When integrating a payment system on your app or website, a GraphQL API offers many benefits such as its simple yet powerful and flexible capabilities.

In this article, let's look at how we can implement a robust payment system using the Braintree GraphQL API, the next-generation API for payments.

Welcome to another GraphQL for Beginners article, a series dedicated to help any developer get familiar with GraphQL.

Prerequisites

  • Intermediate React and JavaScript knowledge

  • Understanding of GraphQL, how it works and mutations (if not, see this article)

  • Node and npm installed in machine

  • Any code editor

  • Braintree sandbox account (sign up here)

Step 1: Install packages

In a new React project, install the packages we need by running:

npm install braintree-web-drop-in-react @apollo/client graphql

Step 2: Initialize Apollo Client

In index.js, we initialize the ApolloClient and setup an authorization header with your Braintree credentials when calling API requests.

To initialize the ApolloClient, we must code the following:

  1. Import modules we need

  2. Specify the httpLink with a uri.
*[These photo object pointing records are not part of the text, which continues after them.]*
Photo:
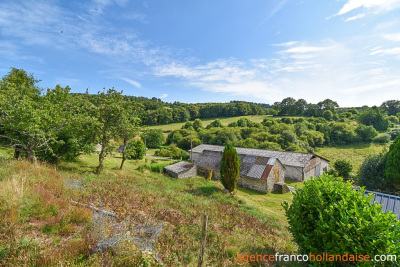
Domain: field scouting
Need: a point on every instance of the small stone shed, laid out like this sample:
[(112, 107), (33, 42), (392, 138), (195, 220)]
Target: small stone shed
[(256, 172), (298, 166), (181, 170)]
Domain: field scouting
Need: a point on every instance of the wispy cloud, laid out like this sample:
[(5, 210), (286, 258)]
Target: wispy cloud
[(370, 6), (132, 82), (359, 16)]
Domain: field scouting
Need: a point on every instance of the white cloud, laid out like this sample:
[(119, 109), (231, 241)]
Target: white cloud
[(291, 43), (392, 37), (132, 82), (359, 16), (376, 6), (372, 87)]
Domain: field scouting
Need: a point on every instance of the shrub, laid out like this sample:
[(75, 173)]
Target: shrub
[(366, 133), (372, 173), (343, 167), (328, 115), (154, 138), (135, 150), (392, 167), (394, 119), (327, 215), (230, 167), (382, 139)]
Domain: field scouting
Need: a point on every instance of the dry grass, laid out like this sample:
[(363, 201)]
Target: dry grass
[(41, 227)]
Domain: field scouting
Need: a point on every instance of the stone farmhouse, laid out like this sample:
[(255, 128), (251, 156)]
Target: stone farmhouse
[(298, 166), (181, 170), (256, 172)]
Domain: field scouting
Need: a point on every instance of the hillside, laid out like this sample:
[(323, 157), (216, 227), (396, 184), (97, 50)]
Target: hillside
[(43, 227)]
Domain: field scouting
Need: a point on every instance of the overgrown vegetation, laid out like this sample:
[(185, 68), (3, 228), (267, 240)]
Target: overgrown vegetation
[(327, 215)]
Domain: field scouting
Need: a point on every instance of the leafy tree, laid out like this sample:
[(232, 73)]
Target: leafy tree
[(374, 117), (393, 119), (328, 115), (230, 168), (215, 123), (135, 149), (127, 128), (287, 106), (366, 133), (197, 124), (110, 114), (327, 104), (392, 167), (391, 107), (154, 138), (328, 215), (343, 167), (30, 123), (372, 173), (382, 139)]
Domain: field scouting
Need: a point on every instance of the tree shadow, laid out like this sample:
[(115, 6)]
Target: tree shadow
[(204, 191)]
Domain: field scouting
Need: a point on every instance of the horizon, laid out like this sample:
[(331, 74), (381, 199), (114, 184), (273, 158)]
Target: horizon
[(206, 52)]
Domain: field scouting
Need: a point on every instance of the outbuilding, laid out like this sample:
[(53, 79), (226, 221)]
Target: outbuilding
[(298, 166), (181, 170), (256, 172)]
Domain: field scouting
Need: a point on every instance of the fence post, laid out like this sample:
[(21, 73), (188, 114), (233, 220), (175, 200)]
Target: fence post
[(203, 241)]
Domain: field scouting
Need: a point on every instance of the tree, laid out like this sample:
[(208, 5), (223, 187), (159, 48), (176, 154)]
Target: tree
[(135, 149), (128, 127), (154, 138), (366, 133), (328, 215), (328, 115), (29, 122), (343, 167), (372, 173), (110, 115), (197, 124), (392, 166), (327, 104), (391, 107), (374, 117), (230, 168)]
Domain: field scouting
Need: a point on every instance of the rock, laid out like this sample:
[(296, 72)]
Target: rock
[(281, 188)]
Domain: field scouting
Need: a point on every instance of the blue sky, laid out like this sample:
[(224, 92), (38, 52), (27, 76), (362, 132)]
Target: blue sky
[(209, 51)]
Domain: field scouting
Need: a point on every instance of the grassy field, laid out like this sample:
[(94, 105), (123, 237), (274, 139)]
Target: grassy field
[(42, 227), (355, 153), (224, 121)]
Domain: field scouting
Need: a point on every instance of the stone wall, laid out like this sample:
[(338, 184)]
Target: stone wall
[(192, 172), (293, 173), (254, 184)]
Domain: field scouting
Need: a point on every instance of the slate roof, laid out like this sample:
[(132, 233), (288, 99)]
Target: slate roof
[(180, 167), (251, 166), (287, 158), (388, 202)]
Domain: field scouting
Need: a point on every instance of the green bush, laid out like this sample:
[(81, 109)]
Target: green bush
[(327, 215), (230, 167), (382, 139), (343, 167), (154, 138), (392, 168), (135, 150), (372, 173)]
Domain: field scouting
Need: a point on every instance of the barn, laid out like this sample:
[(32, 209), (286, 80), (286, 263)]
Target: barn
[(298, 166), (181, 170), (256, 172)]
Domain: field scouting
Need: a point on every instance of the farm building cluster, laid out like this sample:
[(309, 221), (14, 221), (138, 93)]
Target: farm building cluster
[(261, 170)]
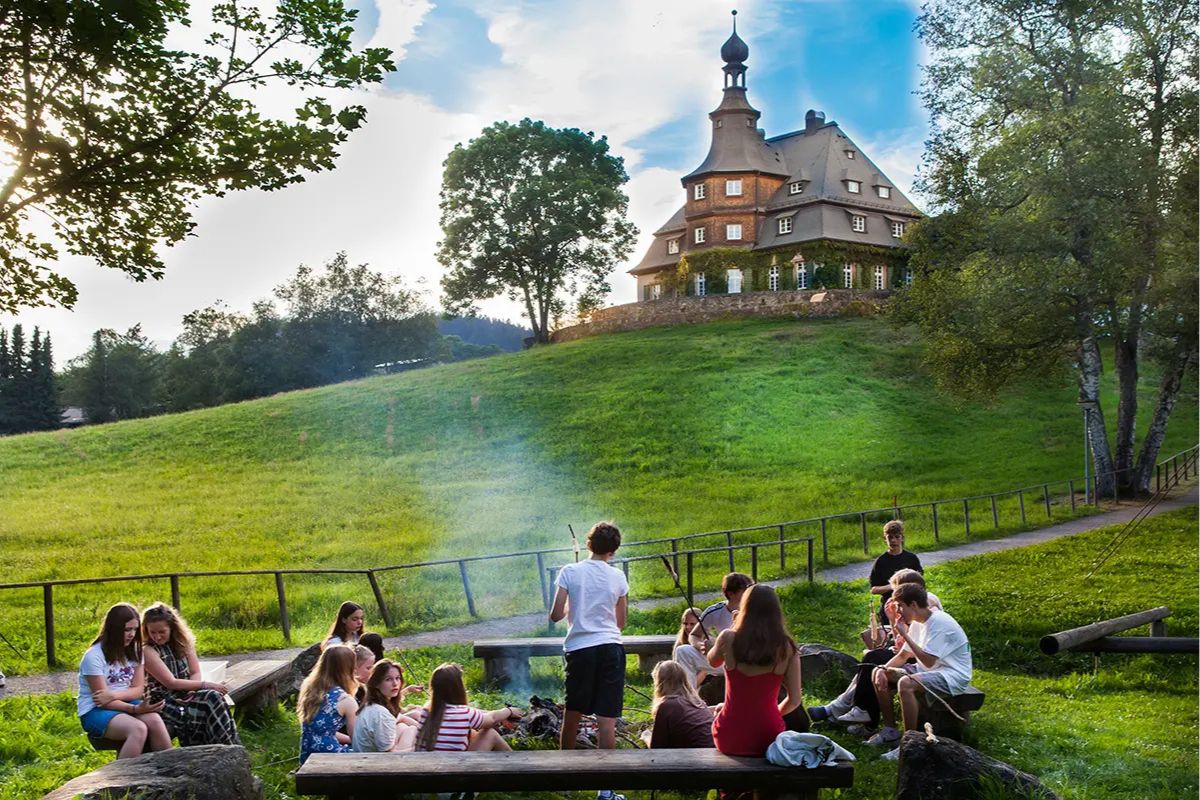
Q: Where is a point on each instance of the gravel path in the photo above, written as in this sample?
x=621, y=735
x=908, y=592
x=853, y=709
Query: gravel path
x=525, y=624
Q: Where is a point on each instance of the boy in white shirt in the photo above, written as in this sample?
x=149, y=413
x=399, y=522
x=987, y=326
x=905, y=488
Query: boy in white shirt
x=594, y=599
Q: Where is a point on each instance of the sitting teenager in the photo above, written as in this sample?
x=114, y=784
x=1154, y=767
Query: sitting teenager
x=448, y=723
x=858, y=704
x=111, y=684
x=347, y=626
x=381, y=726
x=325, y=705
x=681, y=717
x=759, y=657
x=934, y=663
x=195, y=710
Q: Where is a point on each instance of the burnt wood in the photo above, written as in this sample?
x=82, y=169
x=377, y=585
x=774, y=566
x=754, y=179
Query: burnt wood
x=385, y=775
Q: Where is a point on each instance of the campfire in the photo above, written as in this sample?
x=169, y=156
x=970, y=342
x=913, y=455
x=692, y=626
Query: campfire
x=543, y=722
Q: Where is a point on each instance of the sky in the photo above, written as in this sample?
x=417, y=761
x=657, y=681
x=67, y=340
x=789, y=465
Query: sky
x=645, y=73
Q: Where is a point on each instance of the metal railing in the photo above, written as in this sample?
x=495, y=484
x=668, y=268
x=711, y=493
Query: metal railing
x=1168, y=473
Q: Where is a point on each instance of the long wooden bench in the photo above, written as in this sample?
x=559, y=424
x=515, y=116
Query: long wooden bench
x=388, y=775
x=253, y=686
x=507, y=661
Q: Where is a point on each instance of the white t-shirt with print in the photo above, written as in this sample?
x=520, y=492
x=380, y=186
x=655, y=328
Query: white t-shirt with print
x=593, y=589
x=117, y=674
x=941, y=636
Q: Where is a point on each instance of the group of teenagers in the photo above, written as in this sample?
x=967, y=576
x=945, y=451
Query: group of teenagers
x=737, y=654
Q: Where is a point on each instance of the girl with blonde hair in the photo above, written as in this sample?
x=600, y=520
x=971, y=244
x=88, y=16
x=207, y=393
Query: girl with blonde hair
x=327, y=703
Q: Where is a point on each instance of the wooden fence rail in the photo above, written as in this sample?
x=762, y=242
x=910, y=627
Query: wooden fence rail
x=1168, y=473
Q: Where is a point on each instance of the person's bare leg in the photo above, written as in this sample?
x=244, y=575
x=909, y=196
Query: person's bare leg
x=880, y=680
x=910, y=691
x=570, y=729
x=127, y=729
x=606, y=733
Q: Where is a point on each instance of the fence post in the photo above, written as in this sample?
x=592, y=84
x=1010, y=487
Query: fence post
x=285, y=620
x=541, y=581
x=466, y=588
x=378, y=594
x=48, y=608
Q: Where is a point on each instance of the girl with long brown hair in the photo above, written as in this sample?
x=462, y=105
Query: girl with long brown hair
x=449, y=723
x=759, y=656
x=327, y=703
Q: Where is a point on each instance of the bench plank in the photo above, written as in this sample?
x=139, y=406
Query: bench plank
x=383, y=775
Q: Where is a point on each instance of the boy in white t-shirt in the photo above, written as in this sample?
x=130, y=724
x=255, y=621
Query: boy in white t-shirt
x=594, y=599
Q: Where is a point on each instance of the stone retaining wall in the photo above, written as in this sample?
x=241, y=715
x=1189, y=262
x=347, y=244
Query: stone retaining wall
x=683, y=311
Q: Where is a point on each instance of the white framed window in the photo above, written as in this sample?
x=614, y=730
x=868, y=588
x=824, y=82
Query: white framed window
x=733, y=281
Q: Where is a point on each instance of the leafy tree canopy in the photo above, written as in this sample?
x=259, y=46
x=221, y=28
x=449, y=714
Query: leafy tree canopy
x=534, y=214
x=112, y=134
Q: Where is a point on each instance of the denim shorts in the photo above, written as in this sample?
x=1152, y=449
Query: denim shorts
x=96, y=721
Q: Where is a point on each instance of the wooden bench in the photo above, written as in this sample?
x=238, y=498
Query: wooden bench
x=507, y=661
x=343, y=776
x=253, y=687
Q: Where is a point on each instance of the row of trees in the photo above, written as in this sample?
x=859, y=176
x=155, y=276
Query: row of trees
x=29, y=394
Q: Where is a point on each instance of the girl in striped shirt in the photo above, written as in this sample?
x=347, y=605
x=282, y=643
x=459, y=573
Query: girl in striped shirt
x=448, y=723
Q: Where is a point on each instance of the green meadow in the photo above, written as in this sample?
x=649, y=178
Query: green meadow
x=666, y=432
x=1122, y=728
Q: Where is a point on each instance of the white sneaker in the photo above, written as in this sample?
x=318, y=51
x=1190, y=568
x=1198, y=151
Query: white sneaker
x=885, y=735
x=855, y=715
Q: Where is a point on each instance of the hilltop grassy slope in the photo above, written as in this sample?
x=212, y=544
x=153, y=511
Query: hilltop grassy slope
x=664, y=431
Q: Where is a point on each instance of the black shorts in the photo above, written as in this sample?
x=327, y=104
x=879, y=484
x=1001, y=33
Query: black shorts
x=595, y=680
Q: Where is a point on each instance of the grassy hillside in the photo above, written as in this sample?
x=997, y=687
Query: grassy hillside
x=664, y=431
x=1126, y=731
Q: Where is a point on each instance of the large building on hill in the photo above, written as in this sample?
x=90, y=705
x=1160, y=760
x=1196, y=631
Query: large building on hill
x=801, y=210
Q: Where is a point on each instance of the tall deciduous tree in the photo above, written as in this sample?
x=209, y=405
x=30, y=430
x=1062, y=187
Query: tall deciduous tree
x=1062, y=163
x=534, y=214
x=113, y=133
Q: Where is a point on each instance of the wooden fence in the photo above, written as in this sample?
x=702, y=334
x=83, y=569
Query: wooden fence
x=1168, y=474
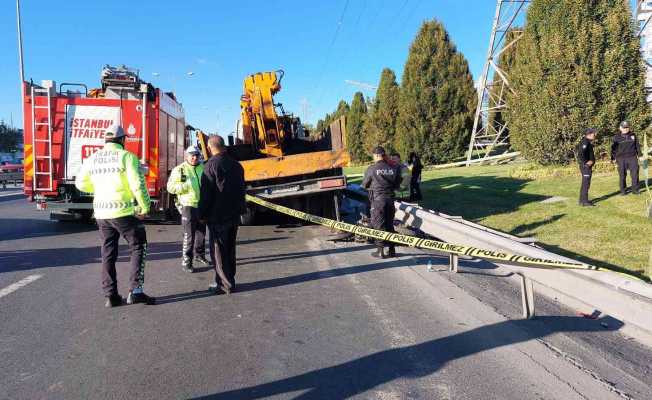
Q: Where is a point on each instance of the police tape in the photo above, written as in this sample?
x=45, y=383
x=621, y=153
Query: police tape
x=422, y=243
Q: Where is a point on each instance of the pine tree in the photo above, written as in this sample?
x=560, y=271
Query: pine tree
x=437, y=98
x=578, y=65
x=354, y=128
x=382, y=115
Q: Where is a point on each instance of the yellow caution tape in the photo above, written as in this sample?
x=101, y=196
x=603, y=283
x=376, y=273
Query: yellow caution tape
x=422, y=243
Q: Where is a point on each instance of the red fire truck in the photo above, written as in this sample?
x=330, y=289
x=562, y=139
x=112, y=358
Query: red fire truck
x=65, y=125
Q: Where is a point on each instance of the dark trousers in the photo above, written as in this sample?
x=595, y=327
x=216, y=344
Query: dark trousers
x=222, y=241
x=194, y=233
x=587, y=173
x=133, y=231
x=382, y=217
x=415, y=188
x=628, y=164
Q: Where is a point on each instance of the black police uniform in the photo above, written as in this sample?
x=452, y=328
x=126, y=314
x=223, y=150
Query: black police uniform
x=381, y=180
x=221, y=202
x=625, y=150
x=585, y=154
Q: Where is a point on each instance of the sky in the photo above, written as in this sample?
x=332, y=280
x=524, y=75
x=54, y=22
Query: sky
x=318, y=44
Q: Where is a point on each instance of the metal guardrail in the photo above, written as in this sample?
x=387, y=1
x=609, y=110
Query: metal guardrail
x=456, y=230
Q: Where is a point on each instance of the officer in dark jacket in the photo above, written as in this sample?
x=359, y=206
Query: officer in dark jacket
x=381, y=180
x=586, y=159
x=221, y=202
x=625, y=150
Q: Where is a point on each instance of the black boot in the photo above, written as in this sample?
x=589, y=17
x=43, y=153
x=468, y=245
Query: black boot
x=140, y=297
x=113, y=301
x=379, y=253
x=203, y=260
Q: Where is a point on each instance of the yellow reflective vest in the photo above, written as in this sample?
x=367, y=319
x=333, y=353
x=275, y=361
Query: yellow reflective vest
x=113, y=176
x=185, y=182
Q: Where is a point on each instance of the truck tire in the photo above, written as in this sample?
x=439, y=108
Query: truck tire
x=248, y=217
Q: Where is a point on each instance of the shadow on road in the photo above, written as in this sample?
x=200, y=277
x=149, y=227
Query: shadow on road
x=363, y=374
x=24, y=228
x=252, y=241
x=301, y=254
x=21, y=260
x=307, y=277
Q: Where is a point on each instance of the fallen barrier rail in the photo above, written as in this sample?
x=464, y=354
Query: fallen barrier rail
x=454, y=251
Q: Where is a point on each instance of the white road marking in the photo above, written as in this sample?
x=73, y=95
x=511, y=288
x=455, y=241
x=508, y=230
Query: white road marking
x=10, y=194
x=15, y=286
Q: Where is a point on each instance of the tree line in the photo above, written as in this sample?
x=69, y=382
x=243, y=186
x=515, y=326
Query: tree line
x=577, y=65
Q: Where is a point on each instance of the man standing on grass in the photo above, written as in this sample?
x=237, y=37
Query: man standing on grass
x=221, y=202
x=586, y=160
x=625, y=150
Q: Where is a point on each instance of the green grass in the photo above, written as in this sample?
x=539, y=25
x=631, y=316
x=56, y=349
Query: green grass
x=616, y=234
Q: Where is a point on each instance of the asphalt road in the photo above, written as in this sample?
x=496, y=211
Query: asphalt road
x=311, y=320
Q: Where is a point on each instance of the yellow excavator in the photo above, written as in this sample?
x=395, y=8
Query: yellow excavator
x=281, y=161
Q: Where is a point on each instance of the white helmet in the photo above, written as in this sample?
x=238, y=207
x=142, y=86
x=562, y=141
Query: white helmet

This will be the Braintree sandbox GraphQL server, where we will make our requests to.

  3. Create the authLink to allow making API calls with your Braintree sandbox credentials

  4. Initialize the ApolloClient as client

  5. Wrap App component with the ApolloProvider component, and pass client as its prop.

Note: authLink is basically the authorization header, which is appended to the httpLink when setting up ApolloClient. This ensures that we have permission to call the Braintree GraphQL API.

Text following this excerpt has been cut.